Menurutnya, saat memilih direktur untuk perushaan BUMN seperti PT PFN, selalu ada pertimbangan tertentu yang dipertimbangkan.
Erick mengatakan bahwa terdapat berbagai pertimbangan dalam memilih Ifan, seorang musisi, untuk diposisikan sebagai kepala dari perusahaan milik negara di industri film itu.
"Saya setuju banyak dengan alasan mendukung Ifan, tetapi pada akhirnya semuanya adalah sebuah keputusan yang matang. Apabila seseorang bertanya mengapa Pak Erick memilih Direktur Utama dari Himbara ini? Tentunya dia memiliki pertimbangan dan analisis tersendiri," jelasnya saat ditemui di Kementerian BUMN, Jakarta, Jumat (14/3/2025).
Meskipun tidak menjelaskan detail pertimbangan apa saja, Erick mengatakan bahwa Ifan hanyalah salah satu dari beberapa kandidat untuk pos Direktur Utama PT PFN.
Beberapa nama telah diserahkan kepada Tim Penilaian Akhir (TPA).
"Beberapa calon telah diajukan untuk posisi direktur utama. Hanya saja, langkah selanjutnya adalah melalui tahap evaluasi dan analisis mereka, kemarin kami menyarankan sejumlah nama. Pemilihan tersebut didasarkan pada beragam pertimbangan yang ada saat itu, jadi memberikan peluang bagi setiap kandidat," jelasnya.
Sebagai Direktur Utama PFN, salah satu tanggung jawab Ifan meliputi peninjauan terhadap penggabungan PFN bersama Lokananta serta Balai Pustaka untuk mendorong percepatan penyatuan ekosistem kreatif Badan Usaha Milik Negara (BUMN).

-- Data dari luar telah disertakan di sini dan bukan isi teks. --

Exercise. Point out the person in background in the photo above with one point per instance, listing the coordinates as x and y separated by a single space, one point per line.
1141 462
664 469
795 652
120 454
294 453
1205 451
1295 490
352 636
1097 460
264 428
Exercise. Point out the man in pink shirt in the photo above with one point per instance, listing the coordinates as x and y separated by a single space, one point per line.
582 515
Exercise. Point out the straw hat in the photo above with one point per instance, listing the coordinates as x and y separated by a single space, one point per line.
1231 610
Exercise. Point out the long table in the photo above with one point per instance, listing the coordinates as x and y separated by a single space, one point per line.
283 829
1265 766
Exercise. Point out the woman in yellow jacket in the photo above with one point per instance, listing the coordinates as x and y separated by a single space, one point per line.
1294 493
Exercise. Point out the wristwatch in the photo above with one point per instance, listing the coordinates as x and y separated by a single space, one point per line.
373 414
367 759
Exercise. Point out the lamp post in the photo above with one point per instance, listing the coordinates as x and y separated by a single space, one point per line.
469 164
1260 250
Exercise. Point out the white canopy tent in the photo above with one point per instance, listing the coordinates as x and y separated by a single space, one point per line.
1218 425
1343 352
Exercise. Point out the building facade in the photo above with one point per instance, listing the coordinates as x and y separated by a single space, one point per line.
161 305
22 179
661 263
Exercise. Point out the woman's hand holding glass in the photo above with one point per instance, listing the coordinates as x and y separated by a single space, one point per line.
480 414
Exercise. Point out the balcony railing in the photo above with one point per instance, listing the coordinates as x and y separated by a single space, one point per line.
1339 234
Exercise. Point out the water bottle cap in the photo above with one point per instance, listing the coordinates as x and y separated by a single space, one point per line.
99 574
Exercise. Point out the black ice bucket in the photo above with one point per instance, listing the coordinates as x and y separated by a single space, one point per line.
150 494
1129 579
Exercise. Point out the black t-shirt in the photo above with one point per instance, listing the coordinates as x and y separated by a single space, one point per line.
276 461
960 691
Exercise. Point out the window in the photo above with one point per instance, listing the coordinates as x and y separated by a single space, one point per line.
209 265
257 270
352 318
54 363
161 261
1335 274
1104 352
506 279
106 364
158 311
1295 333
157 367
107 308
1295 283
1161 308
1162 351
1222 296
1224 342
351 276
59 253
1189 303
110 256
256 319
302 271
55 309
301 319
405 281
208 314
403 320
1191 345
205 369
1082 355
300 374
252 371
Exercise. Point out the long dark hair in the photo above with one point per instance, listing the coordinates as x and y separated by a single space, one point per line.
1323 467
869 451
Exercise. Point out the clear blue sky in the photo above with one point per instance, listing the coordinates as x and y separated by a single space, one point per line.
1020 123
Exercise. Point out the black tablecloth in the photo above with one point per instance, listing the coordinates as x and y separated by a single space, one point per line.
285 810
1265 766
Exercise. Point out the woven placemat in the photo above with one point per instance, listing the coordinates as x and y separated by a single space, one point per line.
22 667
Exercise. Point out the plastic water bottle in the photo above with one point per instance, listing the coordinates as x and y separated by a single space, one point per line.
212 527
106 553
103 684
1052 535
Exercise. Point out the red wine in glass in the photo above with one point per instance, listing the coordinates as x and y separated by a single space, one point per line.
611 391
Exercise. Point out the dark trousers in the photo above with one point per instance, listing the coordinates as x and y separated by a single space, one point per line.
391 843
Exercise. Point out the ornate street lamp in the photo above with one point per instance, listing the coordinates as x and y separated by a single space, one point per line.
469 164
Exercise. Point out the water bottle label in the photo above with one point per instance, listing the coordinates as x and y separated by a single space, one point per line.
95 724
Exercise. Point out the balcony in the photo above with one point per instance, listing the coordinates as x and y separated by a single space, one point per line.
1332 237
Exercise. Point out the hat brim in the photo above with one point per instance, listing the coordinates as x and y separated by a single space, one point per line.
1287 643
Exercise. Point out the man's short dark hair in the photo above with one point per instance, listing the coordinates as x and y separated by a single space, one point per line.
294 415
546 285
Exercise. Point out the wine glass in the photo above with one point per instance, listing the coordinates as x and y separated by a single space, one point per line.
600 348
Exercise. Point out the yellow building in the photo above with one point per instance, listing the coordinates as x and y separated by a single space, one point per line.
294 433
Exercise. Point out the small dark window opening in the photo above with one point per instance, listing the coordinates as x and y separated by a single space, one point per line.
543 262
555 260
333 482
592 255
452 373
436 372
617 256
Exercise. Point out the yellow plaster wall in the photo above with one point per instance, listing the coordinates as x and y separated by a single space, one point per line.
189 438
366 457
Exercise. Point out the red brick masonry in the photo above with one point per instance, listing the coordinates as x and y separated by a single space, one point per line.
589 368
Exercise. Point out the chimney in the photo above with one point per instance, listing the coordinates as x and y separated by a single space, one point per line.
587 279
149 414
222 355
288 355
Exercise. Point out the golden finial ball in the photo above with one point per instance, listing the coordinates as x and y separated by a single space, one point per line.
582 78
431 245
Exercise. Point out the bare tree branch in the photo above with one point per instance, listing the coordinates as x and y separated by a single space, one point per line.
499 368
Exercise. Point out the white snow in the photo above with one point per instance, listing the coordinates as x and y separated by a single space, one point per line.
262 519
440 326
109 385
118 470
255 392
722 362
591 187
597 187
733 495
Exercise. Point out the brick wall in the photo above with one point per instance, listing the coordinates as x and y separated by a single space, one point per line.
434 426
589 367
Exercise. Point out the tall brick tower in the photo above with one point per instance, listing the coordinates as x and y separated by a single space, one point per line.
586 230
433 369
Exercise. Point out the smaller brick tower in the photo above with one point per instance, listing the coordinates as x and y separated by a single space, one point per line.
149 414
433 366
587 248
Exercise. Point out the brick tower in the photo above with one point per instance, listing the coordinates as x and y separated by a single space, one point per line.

"Sudah benar pemerintah memperhatikan bahwa penggabungan BUMN perlu dilakukan lebih cepat. Salah satu contohnya adalah Balai Pustaka, PFN, dan Lokananta. Mereka akan disatukan menjadi bagian dari pusat konten atau apa pun nama itu sekarang, sementara studi tentang hal tersebut masih berlangsung," jelas Erick.